Experimental dosimetric characterization of proton pencil beam distortion in a perpendicular magnetic field of an in-beam MR scanner

Background: As it promises more precise and conformal radiation treatments, magnetic
resonance imaging-integrated proton therapy (MRiPT) is seen as the next development in
image guidance for proton therapy. The Lorentz force, which affects the course of the proton
pencil beams, presents a problem for beam delivery in the presence of a magnetic field.
Purpose: To investigate the influence of the 0.32 T perpendicular magnetic field of an MR
scanner on the delivery of proton pencil beams inside an MRiPT prototype system.
Methods: An MRiPT prototype comprising of a horizontal pencil beam scanning beam line
and an open 0.32 T MR scanner was used to evaluate the impact of the magnetic field on
proton beam deflection and dose spot pattern deformation. Three different proton energies
(100, 150, and 220 MeV) and two spot map sizes (15×15 cm2 and 30×20 cm2) at four lo-
cations along the beam path without and with magnetic field were measured. Pencil-beam
dose spots were measured using EBT3 films and a 2D scintillation detector. To determine
the magnetic field effects, a 2D Gaussian fit was applied to each individual dose spot to
determine the central position (X, Y ), minimum and maximum lateral standard deviation
(σmin and σmax), orientation (θ), and the eccentricity (ε) was calculated.

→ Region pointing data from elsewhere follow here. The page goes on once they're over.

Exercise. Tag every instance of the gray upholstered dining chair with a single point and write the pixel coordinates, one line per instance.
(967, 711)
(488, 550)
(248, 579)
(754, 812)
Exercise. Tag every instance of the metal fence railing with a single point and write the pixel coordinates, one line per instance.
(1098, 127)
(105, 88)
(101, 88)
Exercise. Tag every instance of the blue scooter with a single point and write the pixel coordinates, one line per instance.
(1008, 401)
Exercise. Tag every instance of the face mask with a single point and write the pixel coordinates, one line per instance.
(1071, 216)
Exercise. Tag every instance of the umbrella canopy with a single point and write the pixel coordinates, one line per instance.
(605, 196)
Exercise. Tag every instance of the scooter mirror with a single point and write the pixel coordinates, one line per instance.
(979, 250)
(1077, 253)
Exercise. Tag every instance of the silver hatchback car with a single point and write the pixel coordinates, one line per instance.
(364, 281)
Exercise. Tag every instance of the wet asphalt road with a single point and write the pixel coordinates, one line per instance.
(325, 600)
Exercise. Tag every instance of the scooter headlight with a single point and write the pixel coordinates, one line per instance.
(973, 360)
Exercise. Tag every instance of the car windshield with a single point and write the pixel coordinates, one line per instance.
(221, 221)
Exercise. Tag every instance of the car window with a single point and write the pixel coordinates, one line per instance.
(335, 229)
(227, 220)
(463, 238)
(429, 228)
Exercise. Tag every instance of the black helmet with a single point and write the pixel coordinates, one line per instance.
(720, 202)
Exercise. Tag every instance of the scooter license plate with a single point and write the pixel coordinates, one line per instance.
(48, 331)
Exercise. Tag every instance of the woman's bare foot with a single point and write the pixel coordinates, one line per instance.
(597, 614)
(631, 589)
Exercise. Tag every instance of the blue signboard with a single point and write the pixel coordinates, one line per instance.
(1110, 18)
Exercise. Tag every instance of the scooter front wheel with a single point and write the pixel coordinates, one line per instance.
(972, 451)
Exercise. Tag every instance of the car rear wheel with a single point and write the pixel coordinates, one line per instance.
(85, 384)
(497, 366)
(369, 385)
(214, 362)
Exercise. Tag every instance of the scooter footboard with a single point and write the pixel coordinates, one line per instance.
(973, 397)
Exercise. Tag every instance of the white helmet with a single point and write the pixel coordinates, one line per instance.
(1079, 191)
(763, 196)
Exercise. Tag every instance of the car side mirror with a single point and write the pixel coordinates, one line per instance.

Results: The dose spots were subjected to three simultaneous effects: (a) lateral horizontal
beam deflection, (b) asymmetric trapezoidal deformation of the dose spot pattern, and (c)
deformation and rotation of individual dose spots. The strongest effects were observed at
a proton energy of 100 MeV with a horizontal beam deflection of 14 to 186 mm along the
beam path. Within the central imaging field of the MR scanner, the maximum relative dose
spot size σmax decreased by up to 3.66%, while σmin increased by a maximum of 2.15%.
The largest decrease and increase in the eccentricity of the dose spots were 0.08 and 0.02,
respectively. The spot orientation theta was rotated by a maximum of 5.39◦. At the higher
proton energies, the same effects were still seen, although to a lesser degree.
Conclusions: The effect of an MRiPT prototype’s magnetic field on the proton beam path,
dose spot pattern, and dose spot form has been measured for the first time. The findings
show that the impact of the MF must be appropriately recognized in a future MRiPT treat-
ment planning system. The results emphasize the need for additional research (e.g., effect of
magnetic field on proton beams with range shifters and impact of MR imaging sequences)
before MRiPT applications can be employed to treat patients.